United States District Court, W.D. Kentucky, Louisville Division

January 16, 2019

JAMES B. JOHNSON, Plaintiff,
v.
UNITED STATES OF AMERICA, Defendant.

          MEMORANDUM OPINION AND ORDER

          David J. Hale, Judge United States District Court

         After undergoing surgery at the Robley Rex Veterans Affairs Medical Center in Louisville, Kentucky, Plaintiff James B. Johnson sued the VAMC, alleging that the VAMC and its employees were “negligent in their care, diagnosis, and treatment.” (Docket No. 1, PageID # 2) The United States moved for summary judgment, and the Court granted that motion in part, dismissing two of Johnson's claims. (D.N. 47, PageID # 654) Johnson now asks the Court to reconsider its order. (D.N. 50, PageID # 655) Johnson also seeks leave to supplement his motion so that he may attach a clarified expert opinion letter. (D.N. 52, PageID # 675) For the reasons explained below, the Court will deny both motions.

         I. BACKGROUND

         In November 2011, Johnson was admitted into the VAMC due to abdominal pain. (D.N. 38-2, PageID # 113-14) Doctors performed an esophagogastroduodenoscopy and discovered a potentially cancerous mass in Johnson's abdomen. (Id., PageID # 114) Following a variety of tests by doctors at the VAMC and the University of Louisville, the VAMC recommended that Johnson have the mass removed via surgery, and Johnson consented. (D.N. 38-2, PageID # 135; D.N. 41-7, PageID # 575) After the operation, a report revealed that the mass was not cancerous. (D.N. 38-2, PageID # 111-12)

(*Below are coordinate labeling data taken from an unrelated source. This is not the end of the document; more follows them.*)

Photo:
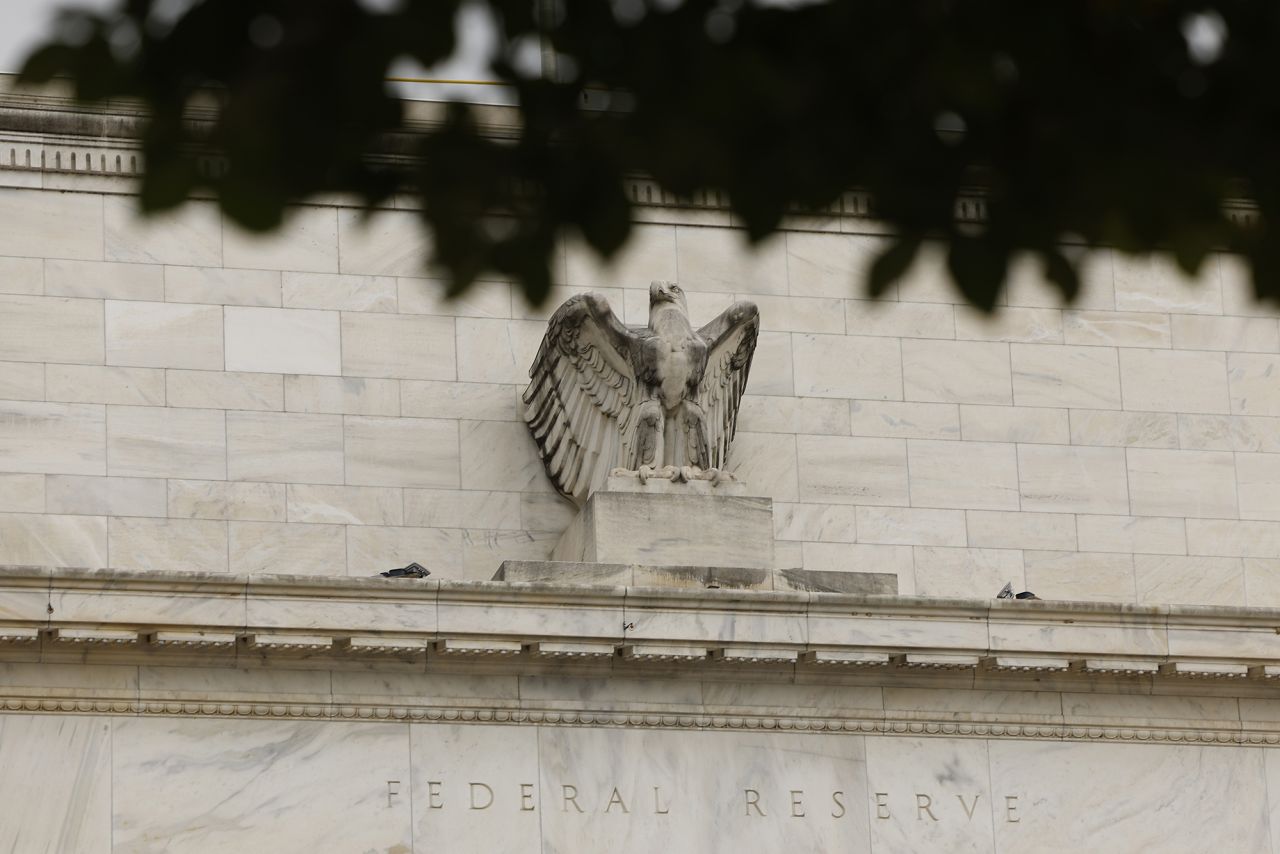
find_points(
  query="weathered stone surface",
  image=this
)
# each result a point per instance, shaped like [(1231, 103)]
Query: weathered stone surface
[(684, 530)]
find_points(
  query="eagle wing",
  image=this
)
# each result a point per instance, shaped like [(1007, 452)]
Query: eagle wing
[(581, 392), (730, 346)]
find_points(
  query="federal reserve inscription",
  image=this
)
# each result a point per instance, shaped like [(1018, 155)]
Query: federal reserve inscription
[(759, 802)]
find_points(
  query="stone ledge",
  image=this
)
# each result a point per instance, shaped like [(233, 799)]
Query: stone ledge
[(64, 615), (711, 578)]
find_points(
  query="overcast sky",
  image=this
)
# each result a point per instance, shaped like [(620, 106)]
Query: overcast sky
[(24, 23)]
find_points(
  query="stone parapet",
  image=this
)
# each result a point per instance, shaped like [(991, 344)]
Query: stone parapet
[(53, 616)]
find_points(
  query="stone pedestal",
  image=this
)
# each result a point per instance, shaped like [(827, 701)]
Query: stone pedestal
[(671, 528)]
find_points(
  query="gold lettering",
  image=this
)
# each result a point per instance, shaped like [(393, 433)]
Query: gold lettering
[(616, 799), (488, 793), (570, 794)]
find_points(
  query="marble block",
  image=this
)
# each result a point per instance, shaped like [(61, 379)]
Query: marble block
[(671, 529)]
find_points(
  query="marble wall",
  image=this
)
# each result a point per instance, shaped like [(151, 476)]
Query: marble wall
[(174, 785), (178, 394)]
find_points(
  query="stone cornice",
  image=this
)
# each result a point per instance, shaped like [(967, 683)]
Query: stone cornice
[(46, 132), (58, 612)]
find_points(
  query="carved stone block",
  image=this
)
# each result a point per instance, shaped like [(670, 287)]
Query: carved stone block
[(671, 529)]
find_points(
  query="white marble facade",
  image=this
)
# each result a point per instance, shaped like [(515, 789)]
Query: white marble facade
[(178, 394), (178, 785)]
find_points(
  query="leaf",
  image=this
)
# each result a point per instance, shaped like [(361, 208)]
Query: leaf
[(891, 265)]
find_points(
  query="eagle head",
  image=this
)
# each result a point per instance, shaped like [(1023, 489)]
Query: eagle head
[(670, 292)]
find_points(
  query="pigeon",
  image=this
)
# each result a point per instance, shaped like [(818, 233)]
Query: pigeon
[(1008, 593), (411, 571)]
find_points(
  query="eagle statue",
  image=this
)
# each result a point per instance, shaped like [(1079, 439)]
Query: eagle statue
[(652, 401)]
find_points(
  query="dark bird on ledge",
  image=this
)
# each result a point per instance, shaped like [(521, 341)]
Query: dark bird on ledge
[(1008, 593), (411, 571)]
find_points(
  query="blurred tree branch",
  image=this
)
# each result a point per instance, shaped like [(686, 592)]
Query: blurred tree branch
[(1128, 123)]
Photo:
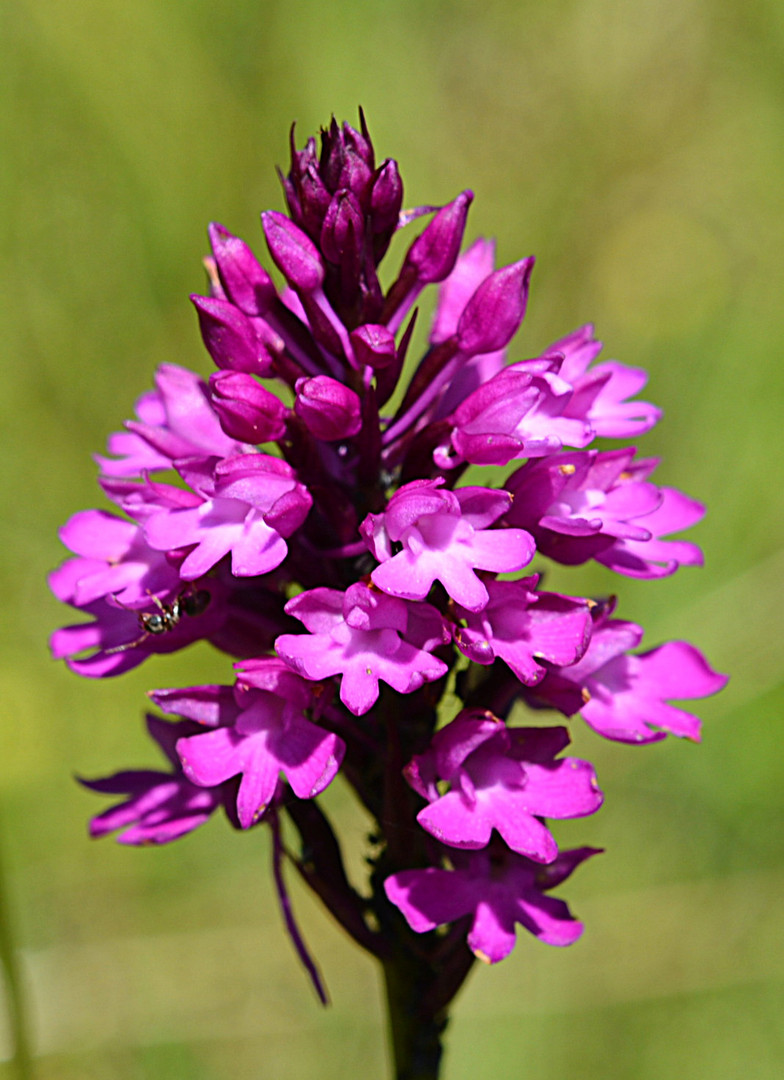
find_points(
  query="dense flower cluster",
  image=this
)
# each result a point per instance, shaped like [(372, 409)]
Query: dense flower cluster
[(359, 582)]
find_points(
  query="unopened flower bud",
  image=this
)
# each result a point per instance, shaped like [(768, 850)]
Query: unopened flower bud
[(295, 255), (245, 409), (342, 232), (246, 283), (434, 252), (328, 409), (494, 313), (386, 198), (230, 337)]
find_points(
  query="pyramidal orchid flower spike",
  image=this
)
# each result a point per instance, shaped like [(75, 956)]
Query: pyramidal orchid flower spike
[(382, 613)]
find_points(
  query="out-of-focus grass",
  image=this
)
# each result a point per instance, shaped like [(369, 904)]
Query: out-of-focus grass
[(637, 149)]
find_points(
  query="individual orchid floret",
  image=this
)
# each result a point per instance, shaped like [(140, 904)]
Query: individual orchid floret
[(269, 734), (500, 778), (499, 889), (524, 628), (112, 559), (518, 414), (602, 505), (160, 806), (364, 635), (600, 394), (444, 537), (626, 697), (177, 420), (249, 503), (329, 409), (246, 410)]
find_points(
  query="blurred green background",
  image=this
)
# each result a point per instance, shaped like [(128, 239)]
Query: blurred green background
[(637, 149)]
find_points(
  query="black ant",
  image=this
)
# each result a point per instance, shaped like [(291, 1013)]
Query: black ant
[(165, 618)]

         Johnson then brought this action against the United States pursuant to the Federal Tort Claims Act. (D.N. 1) Johnson claimed that the VAMC was negligent in proceeding with surgery without first confirming that the mass was cancerous; he also claims VAMC personnel were negligent in removing his drainage tube. (D.N. 1; D.N. 38-2, PageID # 120) He further alleged that the VAMC did not obtain his informed consent before operating. (D.N. 48-1, PageID # 623) The United States sought summary judgment. (D.N. 38) The Court granted the United States' motion in part and dismissed Johnson's informed-consent and necessity-of-surgery claims. (D.N. 47) Johnson's drainage-tube claim remains pending. (Id.) Johnson now asks the Court to reconsider its order pursuant to Federal Rule of Civil Procedure 59(e), arguing that the Court failed to view the facts in the light most favorable to him. (D.N. 50, PageID # 655-66) Johnson also seeks leave to supplement his motion to add a clarified opinion letter by his expert witness, Dr. Peter B. Sherer, M.D. (D.N. 52)

         II. STANDARD

         The Court “may grant a Rule 59(e) motion to alter or amend [a] judgment only if there is: ‘(1) a clear error of law; (2) newly discovered evidence; (3) an intervening change in controlling law; or (4) a need to prevent manifest injustice.'” Henderson v. Walled Lake Consol. Sch., 469 F.3d 479, 496 (6th Cir. 2006) (quoting Intera Corp. v. Henderson, 428 F.3d 605, 620 (6th Cir. 2005)); Gati v. W. Ky. Univ., No. 3:14-CV-544-DJH-CHL, 2018 WL 3028572, at *1 (W.D. Ky. June 18, 2018). Rule 59(e) motions may not be used to relitigate issues already decided or to present arguments that could have been raised prior to judgment. Howard v. United States, 533 F.3d 472, 475 (6th Cir. 2008); Roger Miller Music, Inc. v. Sony/ATV Publ'g, LLC, 477 F.3d 383, 395 (6th Cir. 2007).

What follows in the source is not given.